Wordle Solver

Introduction

Wordle is a game that took the world by storm in early 2022. The game is quite simple, and was featured, and later added to, the New York Times. The game itself can be found online here. This repository contains my attempt at a data-driven solution to play Wordle!

Files

Python Code: wordle.py
Scrabble Dictionary: scrabble_dictionary.txt
Word Frequency Data: word_freq.json

Game Background

The board interface is shown below:

The rules to this game are quite simple. In fact, the Wordle website puts the rules quite succinctly, shown below:

How the Program Works

Overview

The approach taken here is a "greedy" approach that treats each guess as its own bayesian-style optimization problem.

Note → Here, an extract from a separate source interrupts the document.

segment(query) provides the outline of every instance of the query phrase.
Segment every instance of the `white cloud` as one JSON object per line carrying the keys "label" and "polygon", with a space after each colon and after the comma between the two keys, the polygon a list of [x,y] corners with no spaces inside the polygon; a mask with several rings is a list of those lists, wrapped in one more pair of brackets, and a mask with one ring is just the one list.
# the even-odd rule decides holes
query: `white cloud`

General performance is noted in the Recommendation Strength section. The drawbacks of this approach are detailed in the Final Remarks section.

The code for this project was finalized in early January of 2022. As such, many similar attempts available online were not taken into consideration nor built upon for this project.

Data Source

The program is fed two datasets. One is a dataset of around 250,000 scrabble words and the other is a dataset of thousands of english words along with the number of appearances for those words in a selection of texts.

Pre-Processing

This project required a fair amout of pre-processing in order to function. In fact, most of this project involves manipulating the data to get to a point where we could drive high-quality recommendations. To start off, I had a table of 250,000 words that had the following structure:

Index	Word
0	ALPHA
1	BETA
2	GAMMA
3	LAMBDA
4	SIGMA

However, to make this dataset more usable, I had to make some modifications. I threw out any words that were not five letters long (the Wordle word is always 5 letters long) and also created a new field for each individual letter. The result of these modifications took this structure:

Index	Word	1	2	3	4	5
0	ALPHA	A	L	P	H	A
2	GAMMA	G	A	M	M	A
4	SIGMA	S	I	G	M	A

Next, I utilized the CROSS-JOIN table join (or cartesian join) to create a new dataframe that had the following structure:

Index	Word_X	x1	x2	x3	x4	x5	Word_Y	y1	y2	y3	y4	y5
0	ALPHA	A	L	P	H	A	GAMMA	G	A	M	M	A
1	ALPHA	A	L	P	H	A	SIGMA	S	I	G	M	A
2	GAMMA	G	A	M	M	A	ALPHA	A	L	P	H	A
3	GAMMA	G	A	M	M	A	SIGMA	S	I	G	M	A
4	SIGMA	S	I	G	M	A	ALPHA	A	L	P	H	A
5	SIGMA	S	I	G	M	A	GAMMA	G	A	M	M	A

With this structure, I was able to simulate a guess for the Wordle game. For example, index 0 represents guessing the word "alpha" when the mystery Wordle word was actually "gamma." From here, I was able to gather the yellow tiles, grey tiles, and green tiles that would have resulted from such a guess. In the example of guessing "alpha" for the mystery word "gamma" we would have a yellow tile in position 1, a grey tile in position 2, a grey tile in position 3, a grey tile in position 4, and a green tile in position 5.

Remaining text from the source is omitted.